18 June, 2005

Hanged for a Lamb; Hanged for a Sheep

Wizbang! dives in headfirst on something that - at least hypothetically - had briefly crossed my mind yesterday in light of the Durbin flap:

I'm not going to bother arguing with the "close the Guantanamo death camp" morons. Instead, I have another idea. There's an old aphorism that says "as well be hanged for a sheep as a lamb." Since we're already being punished for "torturing" these detainees, why don't we go ahead and do it already?
Who hasn't been in the position - usually but not always as a child - of being framed or wrongly accused with such force that one wishes one had had the benefit of committing and possibly enjoying the fruits of the crime for which one knows one is going to be punished?

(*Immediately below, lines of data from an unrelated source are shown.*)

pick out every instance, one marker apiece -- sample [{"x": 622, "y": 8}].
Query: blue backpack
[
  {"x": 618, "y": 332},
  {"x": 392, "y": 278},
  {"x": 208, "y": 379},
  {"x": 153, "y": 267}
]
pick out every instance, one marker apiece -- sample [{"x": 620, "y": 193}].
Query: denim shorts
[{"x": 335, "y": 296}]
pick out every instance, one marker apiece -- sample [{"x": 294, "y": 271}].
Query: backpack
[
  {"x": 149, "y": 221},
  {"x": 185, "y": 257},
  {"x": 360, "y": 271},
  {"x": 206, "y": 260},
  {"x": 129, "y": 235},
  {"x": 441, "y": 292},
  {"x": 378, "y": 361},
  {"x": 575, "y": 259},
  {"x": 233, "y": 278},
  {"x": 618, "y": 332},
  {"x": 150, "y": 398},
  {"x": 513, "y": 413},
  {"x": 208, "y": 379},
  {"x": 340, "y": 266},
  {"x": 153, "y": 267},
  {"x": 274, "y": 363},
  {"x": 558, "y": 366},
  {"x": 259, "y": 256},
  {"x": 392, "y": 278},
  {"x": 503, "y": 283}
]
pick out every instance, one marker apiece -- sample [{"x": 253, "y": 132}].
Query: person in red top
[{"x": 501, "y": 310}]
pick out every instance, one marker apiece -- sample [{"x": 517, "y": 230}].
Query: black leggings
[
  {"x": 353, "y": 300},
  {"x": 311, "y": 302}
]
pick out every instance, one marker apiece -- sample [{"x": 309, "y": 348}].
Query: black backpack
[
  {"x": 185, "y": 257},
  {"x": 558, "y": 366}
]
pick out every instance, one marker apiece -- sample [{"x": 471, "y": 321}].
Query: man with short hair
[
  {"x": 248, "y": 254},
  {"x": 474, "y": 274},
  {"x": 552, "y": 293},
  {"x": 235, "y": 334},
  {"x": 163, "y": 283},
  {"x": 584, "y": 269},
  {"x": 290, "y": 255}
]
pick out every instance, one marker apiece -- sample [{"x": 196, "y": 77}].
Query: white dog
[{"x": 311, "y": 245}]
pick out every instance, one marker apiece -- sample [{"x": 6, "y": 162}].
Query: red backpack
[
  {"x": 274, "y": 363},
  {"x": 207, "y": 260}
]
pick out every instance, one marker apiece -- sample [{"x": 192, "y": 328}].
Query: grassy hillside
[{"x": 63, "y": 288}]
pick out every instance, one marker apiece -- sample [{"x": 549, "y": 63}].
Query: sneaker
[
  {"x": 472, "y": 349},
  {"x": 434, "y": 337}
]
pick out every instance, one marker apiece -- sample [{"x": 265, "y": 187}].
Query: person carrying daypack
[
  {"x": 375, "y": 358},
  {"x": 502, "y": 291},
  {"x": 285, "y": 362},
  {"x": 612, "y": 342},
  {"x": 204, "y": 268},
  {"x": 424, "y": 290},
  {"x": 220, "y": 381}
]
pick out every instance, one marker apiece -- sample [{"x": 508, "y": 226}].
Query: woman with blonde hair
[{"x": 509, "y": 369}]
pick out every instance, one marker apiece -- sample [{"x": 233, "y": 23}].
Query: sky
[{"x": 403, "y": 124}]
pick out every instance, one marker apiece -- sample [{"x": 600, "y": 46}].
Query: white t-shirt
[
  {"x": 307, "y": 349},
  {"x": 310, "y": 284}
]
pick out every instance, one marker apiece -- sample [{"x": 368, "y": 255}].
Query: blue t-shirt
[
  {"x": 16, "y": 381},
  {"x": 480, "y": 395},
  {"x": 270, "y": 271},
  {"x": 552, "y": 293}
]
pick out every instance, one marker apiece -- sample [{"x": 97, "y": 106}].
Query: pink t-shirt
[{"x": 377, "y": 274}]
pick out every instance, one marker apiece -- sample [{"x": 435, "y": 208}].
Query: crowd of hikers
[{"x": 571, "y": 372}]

When the verdict is "guilty! guilty! guilty!", as it is in totalitarian regimes, the result is a lack of respect for the law. Fear maybe, but a complete lack of respect, accompanied by a deeply justified feeling that one might as well try to get away with whatever one can. No, I'm not talking about Gitmo detainees being falsely accused. I'm talking about Durbin's patently false accusations against the U.S. military. Ironic, isn't it?

I'm not sure anyone has noted how in that sense, over-the-top rhetoric by figures in power like Dick Durbin is deeply corrosive to the rule of law and respect for civil institutions. These guys are scary enough out of power. Imagine having their no-holds-barred, intellectually bereft 'logic' actually applied to the governance of our nation. Scary.